Kurtuluş Savaşındaki “Son Kale Haymana” için geçtiğimiz hafta yine bir toplantı düzenlendi. Toplantıda Milli Parklar Müdürü Ömer Aygül, insanların Haymana’yı ziyaret etmesi için gerçekle örtüşen bir hikaye bulunması ve bunun insanların ilgisini daha çok çekeceğinden “ziyaretçi yoğunluğu da o derece fazla olur” dedi.

Aygül haklı. Misal hep kendimizi kıyasladığımız Çanakkale Savaşlarının en önemli figürü Seyit Onbaşı’dır. Onun destansı güç gösterisi ile efsanevi boyuta ulaşmış, savaştan sonra Çanakkale ile özdeşleşmiş bir kahramandır Seyit Onbaşı.
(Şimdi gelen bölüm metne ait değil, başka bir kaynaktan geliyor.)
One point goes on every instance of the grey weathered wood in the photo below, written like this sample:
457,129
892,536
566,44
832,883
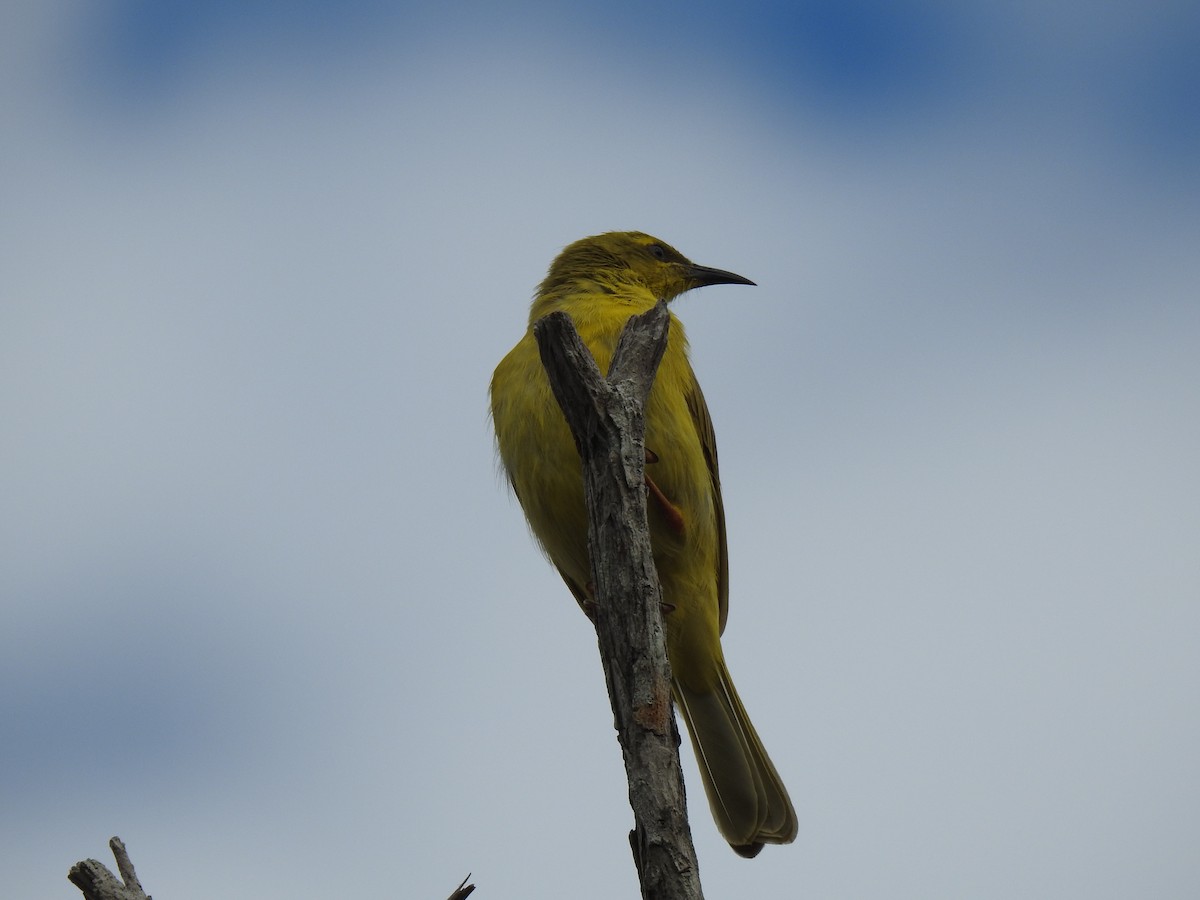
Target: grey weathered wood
609,423
97,883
Bugün Çanakkale’ye ziyarete giden herkesin çantasında illaki bir Seyit Onbaşı’yı anlatan ya bir biblo, ya bir çakmak veya ona benzer bir materyal vardır. Seyit Onbaşı’nın o devasa gücü ve topa sürdüğü mermilerle düşmana yaşattığı felç Çanakkale’yi ruhen daha bir anlamlı, ziyaret anlamında da vazgeçilmez kılmıştır.

Şimdi bize en az Seyit Onbaşı sıkletinde bir kahraman lazım. Kurtuluş Savaşında Haymana’da savaşmış ve hem kahramanlığı, hem de dramatik hikayesi ile bizim sahip çıkacağımız ve Haymana’yı tarih sahnesinde daha da ilgi çekecek bir zat.

Övünmek gibi olmasın ama bu kahramanı ben 2016 yılında ortaya çıkarmıştım. İsmi Hüseyin Avni Alpaslan. Giresun Tirebolu’dan gönüllü olarak savaşa katılan 42. Alaydan olan Binbaşı Hüseyin Avni Alpaslan bizim Son Kale’mizin hikayesine cuk oturan bir figür.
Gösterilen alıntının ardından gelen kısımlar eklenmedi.